On a calm spring morning in 1847, eight men set out from the Isle of Doagh to fish Trawbreaga Bay. The weather was good. The water was, by every account, exceptionally still. Then a single sudden swell rolled in from somewhere out at sea, and seven of the eight drowned within sight of their families on the shore. Their names were Donald Doherty, Patrick Doherty, James MacLoughlin, Patrick Roe Doherty, William Noher Doherty, Hugh McCool, and John McLoughlin. They left behind wives and children whose names also entered the record. This is Clonmany, a village in north-west Inishowen known locally as The Cross, because it grew up where two roads met. The cross is also the right symbol. Clonmany has carried more than most.

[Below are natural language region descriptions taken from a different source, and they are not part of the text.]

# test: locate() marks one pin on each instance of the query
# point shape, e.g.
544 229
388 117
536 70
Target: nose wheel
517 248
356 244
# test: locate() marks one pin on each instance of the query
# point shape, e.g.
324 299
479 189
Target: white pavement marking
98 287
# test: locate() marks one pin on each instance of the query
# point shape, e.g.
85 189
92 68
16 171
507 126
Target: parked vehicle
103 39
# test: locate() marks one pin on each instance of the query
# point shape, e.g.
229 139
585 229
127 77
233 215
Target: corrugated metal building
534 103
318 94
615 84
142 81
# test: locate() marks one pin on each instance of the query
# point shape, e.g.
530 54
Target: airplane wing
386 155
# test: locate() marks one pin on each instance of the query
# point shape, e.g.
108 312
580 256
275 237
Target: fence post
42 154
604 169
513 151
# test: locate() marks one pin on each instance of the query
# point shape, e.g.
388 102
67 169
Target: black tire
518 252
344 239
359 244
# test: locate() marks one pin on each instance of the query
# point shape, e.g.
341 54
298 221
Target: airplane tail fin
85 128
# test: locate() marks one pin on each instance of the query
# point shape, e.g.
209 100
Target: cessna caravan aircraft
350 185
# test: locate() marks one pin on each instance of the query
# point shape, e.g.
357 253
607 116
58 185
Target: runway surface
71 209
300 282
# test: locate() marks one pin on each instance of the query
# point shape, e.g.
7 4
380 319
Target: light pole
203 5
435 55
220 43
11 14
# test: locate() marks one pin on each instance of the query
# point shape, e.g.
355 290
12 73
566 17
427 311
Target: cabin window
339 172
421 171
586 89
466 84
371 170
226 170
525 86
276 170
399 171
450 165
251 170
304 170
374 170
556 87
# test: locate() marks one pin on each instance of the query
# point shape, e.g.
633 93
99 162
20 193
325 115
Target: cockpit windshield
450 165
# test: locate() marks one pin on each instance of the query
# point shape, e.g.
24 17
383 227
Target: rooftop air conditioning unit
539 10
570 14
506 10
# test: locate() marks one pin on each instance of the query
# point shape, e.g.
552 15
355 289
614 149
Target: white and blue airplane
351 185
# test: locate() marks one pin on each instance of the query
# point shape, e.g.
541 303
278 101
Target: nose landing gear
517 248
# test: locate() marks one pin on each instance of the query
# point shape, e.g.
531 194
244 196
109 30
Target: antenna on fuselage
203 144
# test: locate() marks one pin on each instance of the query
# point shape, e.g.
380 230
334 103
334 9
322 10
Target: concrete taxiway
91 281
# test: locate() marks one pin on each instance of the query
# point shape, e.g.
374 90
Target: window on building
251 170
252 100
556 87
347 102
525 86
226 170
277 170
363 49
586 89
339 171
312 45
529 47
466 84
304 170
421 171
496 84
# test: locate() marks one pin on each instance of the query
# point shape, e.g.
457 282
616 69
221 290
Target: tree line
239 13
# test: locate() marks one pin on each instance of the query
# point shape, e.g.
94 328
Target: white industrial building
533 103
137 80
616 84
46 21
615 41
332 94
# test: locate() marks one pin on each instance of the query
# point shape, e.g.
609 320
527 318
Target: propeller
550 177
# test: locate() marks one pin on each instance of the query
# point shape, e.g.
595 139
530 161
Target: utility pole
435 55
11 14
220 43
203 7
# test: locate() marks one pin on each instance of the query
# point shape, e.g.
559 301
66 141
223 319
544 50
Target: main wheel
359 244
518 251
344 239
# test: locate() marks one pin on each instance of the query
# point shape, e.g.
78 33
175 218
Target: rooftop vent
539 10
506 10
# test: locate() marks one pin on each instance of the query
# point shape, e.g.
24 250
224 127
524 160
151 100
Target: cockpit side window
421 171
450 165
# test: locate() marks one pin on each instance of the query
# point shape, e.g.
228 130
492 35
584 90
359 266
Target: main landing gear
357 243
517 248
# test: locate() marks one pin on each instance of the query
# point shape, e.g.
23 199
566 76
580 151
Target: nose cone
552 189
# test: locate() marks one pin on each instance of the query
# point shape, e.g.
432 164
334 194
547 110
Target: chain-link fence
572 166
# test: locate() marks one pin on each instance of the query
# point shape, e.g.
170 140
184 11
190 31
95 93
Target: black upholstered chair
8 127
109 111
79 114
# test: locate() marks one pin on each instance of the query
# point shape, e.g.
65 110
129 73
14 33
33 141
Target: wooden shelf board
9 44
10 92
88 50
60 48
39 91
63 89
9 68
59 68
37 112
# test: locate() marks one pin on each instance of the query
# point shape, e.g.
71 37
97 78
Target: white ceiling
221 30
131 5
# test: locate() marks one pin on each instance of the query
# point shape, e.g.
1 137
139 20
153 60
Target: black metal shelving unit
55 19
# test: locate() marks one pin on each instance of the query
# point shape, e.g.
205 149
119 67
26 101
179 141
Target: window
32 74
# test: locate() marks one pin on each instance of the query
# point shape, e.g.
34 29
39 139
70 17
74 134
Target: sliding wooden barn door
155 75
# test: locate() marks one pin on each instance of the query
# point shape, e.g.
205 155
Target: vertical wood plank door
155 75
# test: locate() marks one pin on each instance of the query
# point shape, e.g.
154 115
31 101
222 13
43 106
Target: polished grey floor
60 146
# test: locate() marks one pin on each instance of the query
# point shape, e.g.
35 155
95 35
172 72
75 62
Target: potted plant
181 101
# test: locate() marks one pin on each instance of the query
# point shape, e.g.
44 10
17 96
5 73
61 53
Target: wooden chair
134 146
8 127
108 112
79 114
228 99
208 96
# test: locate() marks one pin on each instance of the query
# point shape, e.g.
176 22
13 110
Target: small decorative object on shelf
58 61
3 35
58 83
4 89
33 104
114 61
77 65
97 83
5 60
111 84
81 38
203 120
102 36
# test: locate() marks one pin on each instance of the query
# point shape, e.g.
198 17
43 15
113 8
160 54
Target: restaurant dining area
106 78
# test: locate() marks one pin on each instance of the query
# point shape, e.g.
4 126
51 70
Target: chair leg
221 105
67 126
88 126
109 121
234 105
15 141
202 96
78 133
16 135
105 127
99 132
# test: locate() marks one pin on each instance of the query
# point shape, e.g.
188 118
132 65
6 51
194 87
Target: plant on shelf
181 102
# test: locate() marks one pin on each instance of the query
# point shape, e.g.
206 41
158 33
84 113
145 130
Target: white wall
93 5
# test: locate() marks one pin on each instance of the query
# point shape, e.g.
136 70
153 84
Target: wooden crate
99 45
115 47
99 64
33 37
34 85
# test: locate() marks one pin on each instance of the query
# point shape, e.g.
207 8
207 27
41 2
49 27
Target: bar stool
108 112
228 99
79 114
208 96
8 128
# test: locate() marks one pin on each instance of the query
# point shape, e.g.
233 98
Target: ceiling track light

Born in 1779 in Cockhill, Buncrana, William O'Donnell graduated from Maynooth College and promptly declined the priesthood for the army. He fought through the Peninsular War: Vitoria, Roncesvalles, the Pyrenees. He survived Waterloo. Then, at forty, he was ordained. He arrived in Clonmany in 1829 and stayed until his death in 1856. The locals called him the Waterloo Priest. He built five National schools in the parish. He went to Lifford Prison in 1838 for refusing to pay tithes to the Church of Ireland, and his imprisonment became a focal point for a national campaign against the tithe system. When the Famine came in 1845, he set up a Relief Committee. He was seventy-seven when he died in his Clonmany residence, having lived two lives in one century and devoted the second to the people of one small Donegal parish.
Three miles west of Clonmany, in the Urris valley, the locals briefly established their own polity. The Urris Hills were ideal for making illegal poitin: surrounded by mountains, reachable only through Mamore Gap and Crossconnell, but close enough to Derry to sell what they distilled. In 1812 the producers organised. They posted scouts. They barricaded the road at Crossconnell. They threw rocks down on revenue police who tried Mamore Gap. For three years, between 1812 and May 1815, the authorities did not enter the Urris Hills. The locals called it the Poitin Republic of Urris, though the name was actually coined in the 1920s, long after General Dalziel finally led a military force into the valley and ended the experiment. There are no governance records. The Republic existed mostly in defiance and rumour, which is fitting.
The nineteenth century brought a different kind of unrest. By the 1830s the Ribbon men were attacking landlords. In February 1832, three thousand tenants assaulted the properties of Michael Doherty of Glen House and Neal Loughrey of Binnion. The unrest never really stopped. In 1881, eighty armed police entered Clonmany to oversee mass evictions ordered by four landlords. The Land League organised protest marches. The local clergy stood with their parishioners. The Times of London wrote that in Clonmany there was security for neither life nor property. Hundreds of families were turned out of their homes in the 1880s. Some had owed years of rent. Others had paid and were evicted anyway. Catherine Doherty, a widow in Cleagh, offered two years of arrears and half the costs and was refused. The bailiffs cleared her furniture into the road and sealed her door.
On 10 May 1921, two Royal Irish Constabulary officers stationed at the Clonmany barracks went out for an evening walk near Straid. Their names were Alexander Clarke, twenty-three, and Charles Murdock, originally from Dublin. They never returned. The IRA abducted them both. Clarke was shot and thrown into the sea; his body washed up at Binion the next day with gunshot wounds to the heart, jaw, and neck. Murdock reportedly escaped the initial attack, sought refuge among residents of Binion, and was betrayed. His body has never been found. Local tradition says he was buried in a bog near Binion Hill. In the days that followed, six bridges on the road between Buncrana and Clonmany were destroyed by explosives, partly to delay the return of Clarke's body to England. The work of repair fell to local people.
Clonmany's shoreline has always belonged half to the sea. In August 1940, the body of an Italian migrant named Giovanni Ferdenzi washed ashore at Gaddyduff. He had been on the SS Arandora Star, sunk by a U-boat that July while carrying internees to Canada. He was buried in Clonmany cemetery. During the Second World War, mines drifted regularly onto the strand. One detonated at Urris in 1942. In March 1946, eight mines came ashore after a storm and the Irish Army destroyed all of them. Atlantic weather still sends storms ashore here. In August 2017, severe flooding closed the R238 when a bridge collapsed. The Irish Defence Forces helped with the rescue. The village is still there. The Tug of War team, founded in 1946, has six world gold medals. The Clonmany Festival happens every August, sheepdog trials and all.
Located at 55.26N, 7.41W, in north-western Inishowen, County Donegal. Nearest airports are Donegal (EIDL) 33 nm south-southwest and City of Derry (EGAE) 22 nm south-east. From the air, look for the Mamore Gap pass between the Urris Hills and Raghtin More to the southwest, with the village sitting at the junction of small roads inland from Tullagh Bay. Lough Swilly stretches south. Atlantic conditions can shift fast here; locals say four seasons in an hour is not a saying but a forecast.